Libyen und Sudan wichtiger Unterstützer

Wenn der Bericht stimmt, waren ausgerechnet Libyen unter Muammar al-Gaddafi und Sudan unter seinem international geächteten Präsidenten Omar al-Bashir die wichtigsten Geldgeber der Übergangsregierung in Mogadischu, die als Bollwerk des Westens gegen Somalias islamistische Shabaab-Kämpfer gilt.

Der Prüfbericht weist monatliche Zahlungen aus Tripoli und Khartum von zwei beziehungsweise einer Million Dollar an Mogadischu aus, die nirgends verbucht sind. Die Regierung lässt sich derweil militärisch von Eingreiftruppen der AU (Afrikanische Union) mit Unterstützung der EU und der USA verteidigen.

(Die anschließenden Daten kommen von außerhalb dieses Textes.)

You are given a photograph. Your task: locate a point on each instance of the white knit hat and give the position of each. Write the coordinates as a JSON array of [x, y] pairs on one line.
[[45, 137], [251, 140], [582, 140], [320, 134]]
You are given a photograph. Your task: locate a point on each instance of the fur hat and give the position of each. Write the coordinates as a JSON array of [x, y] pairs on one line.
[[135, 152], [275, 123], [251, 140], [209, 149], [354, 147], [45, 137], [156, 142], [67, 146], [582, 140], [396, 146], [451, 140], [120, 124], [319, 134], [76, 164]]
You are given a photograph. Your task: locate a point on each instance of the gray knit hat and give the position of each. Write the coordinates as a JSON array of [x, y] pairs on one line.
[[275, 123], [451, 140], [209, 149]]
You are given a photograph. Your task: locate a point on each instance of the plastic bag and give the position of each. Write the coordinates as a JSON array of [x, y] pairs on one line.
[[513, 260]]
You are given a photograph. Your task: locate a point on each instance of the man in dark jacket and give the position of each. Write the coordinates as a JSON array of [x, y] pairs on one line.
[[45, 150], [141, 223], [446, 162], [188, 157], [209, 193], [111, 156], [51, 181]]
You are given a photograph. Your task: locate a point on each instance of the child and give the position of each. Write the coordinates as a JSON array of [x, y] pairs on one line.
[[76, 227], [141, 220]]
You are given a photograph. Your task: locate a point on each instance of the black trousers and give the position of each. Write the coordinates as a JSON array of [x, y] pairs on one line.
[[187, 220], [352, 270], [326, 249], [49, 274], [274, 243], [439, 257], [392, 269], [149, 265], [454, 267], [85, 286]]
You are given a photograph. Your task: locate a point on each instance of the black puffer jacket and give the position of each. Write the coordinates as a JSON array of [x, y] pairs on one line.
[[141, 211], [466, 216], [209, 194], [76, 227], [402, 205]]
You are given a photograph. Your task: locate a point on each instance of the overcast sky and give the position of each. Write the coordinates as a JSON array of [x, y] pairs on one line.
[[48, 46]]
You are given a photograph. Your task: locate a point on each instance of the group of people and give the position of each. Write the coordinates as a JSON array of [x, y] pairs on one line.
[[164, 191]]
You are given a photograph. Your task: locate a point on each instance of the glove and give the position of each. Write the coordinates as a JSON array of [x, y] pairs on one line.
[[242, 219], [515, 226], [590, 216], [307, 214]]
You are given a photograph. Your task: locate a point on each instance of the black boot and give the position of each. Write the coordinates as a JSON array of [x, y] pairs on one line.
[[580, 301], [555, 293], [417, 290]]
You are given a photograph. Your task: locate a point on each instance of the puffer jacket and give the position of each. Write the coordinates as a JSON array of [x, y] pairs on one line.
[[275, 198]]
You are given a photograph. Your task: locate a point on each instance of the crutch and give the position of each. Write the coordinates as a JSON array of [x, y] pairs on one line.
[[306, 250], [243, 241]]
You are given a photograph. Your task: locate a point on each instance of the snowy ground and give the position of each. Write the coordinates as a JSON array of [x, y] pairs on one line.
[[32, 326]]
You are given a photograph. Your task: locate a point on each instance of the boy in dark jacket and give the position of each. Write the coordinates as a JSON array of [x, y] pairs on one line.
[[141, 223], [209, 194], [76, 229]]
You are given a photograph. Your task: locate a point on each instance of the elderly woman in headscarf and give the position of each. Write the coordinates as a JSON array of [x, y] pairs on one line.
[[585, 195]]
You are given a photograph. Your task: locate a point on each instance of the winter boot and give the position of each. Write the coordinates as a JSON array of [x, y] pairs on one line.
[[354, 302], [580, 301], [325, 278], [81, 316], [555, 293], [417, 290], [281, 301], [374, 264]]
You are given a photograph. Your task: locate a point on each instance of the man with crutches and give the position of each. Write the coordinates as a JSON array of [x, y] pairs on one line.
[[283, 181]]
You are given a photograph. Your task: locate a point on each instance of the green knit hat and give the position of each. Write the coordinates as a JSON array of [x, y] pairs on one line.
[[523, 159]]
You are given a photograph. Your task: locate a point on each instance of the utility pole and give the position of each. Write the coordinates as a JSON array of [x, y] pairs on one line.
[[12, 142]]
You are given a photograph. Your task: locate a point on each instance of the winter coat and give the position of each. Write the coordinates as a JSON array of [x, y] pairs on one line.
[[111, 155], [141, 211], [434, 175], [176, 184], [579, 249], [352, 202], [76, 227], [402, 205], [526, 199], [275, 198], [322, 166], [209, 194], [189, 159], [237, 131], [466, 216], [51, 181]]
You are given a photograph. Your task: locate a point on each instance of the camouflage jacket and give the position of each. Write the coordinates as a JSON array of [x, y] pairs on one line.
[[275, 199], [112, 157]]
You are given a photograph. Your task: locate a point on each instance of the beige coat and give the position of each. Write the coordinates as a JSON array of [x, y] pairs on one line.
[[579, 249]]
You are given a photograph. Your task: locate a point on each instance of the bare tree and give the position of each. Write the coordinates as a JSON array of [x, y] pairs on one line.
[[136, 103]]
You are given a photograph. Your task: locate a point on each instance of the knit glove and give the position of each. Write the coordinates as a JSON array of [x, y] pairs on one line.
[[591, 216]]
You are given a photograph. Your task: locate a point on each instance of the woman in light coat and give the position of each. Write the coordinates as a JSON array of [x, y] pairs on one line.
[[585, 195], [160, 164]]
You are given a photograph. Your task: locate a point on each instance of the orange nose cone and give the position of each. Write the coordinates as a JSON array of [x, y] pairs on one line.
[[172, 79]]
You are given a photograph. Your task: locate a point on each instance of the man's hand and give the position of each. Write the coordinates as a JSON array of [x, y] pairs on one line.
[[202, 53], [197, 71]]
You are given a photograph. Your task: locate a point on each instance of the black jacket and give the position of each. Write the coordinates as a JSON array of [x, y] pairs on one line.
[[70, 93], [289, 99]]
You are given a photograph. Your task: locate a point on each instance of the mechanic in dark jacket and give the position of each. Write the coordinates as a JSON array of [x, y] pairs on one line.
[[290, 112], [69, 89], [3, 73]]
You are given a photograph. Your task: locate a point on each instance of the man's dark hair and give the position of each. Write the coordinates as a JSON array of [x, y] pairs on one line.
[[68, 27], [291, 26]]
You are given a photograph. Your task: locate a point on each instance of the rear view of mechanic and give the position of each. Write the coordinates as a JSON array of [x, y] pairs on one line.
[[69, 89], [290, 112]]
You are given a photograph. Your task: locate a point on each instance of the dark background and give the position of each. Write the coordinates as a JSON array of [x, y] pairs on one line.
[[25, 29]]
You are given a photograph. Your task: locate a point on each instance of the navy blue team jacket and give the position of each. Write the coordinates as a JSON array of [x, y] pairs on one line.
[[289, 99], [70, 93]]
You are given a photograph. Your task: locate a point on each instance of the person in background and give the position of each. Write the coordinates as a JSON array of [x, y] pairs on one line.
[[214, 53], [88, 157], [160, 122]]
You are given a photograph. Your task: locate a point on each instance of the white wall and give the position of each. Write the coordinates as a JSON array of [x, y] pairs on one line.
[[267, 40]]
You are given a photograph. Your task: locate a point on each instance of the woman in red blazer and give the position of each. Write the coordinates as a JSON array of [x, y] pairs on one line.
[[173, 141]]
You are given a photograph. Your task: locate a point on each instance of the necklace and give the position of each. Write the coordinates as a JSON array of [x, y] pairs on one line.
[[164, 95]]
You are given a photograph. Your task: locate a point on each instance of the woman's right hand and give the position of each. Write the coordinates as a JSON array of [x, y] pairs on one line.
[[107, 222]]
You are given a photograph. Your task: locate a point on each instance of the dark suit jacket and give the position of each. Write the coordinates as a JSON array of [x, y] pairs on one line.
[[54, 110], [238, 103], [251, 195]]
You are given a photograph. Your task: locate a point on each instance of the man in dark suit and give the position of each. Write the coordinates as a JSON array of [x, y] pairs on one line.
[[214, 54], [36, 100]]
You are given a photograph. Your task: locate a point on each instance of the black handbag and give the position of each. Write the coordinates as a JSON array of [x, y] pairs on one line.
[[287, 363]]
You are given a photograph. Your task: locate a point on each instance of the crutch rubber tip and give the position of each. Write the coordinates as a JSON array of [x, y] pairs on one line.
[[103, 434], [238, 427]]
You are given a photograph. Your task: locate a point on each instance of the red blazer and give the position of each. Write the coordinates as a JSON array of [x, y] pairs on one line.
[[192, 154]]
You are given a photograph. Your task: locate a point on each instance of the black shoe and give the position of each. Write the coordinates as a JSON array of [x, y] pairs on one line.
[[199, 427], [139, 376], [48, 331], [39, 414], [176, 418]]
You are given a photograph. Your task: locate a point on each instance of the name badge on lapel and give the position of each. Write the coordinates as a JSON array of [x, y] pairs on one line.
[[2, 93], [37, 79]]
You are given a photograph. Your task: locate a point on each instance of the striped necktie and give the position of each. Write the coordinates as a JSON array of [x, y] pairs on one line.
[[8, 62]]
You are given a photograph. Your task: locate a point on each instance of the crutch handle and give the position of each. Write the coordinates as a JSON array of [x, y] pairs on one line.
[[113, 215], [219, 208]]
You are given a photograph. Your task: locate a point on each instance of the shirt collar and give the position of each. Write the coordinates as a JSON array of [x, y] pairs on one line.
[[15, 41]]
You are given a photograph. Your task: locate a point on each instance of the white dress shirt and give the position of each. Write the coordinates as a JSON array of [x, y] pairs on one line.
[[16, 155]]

Eigentlich sollte das Übergangsparlament in Mogadischu den Prüfbericht vergangene Woche diskutieren. Der Parlamentspräsident nahm den Bericht kurzfristig von der Tagesordnung, berichteten somalische Medien. Der Autor des Berichts lebt mittlerweile in Kenia. Der Premierminister, in dessen Auftrag der Bericht erstellt wurde, verlor im Juni sein Amt.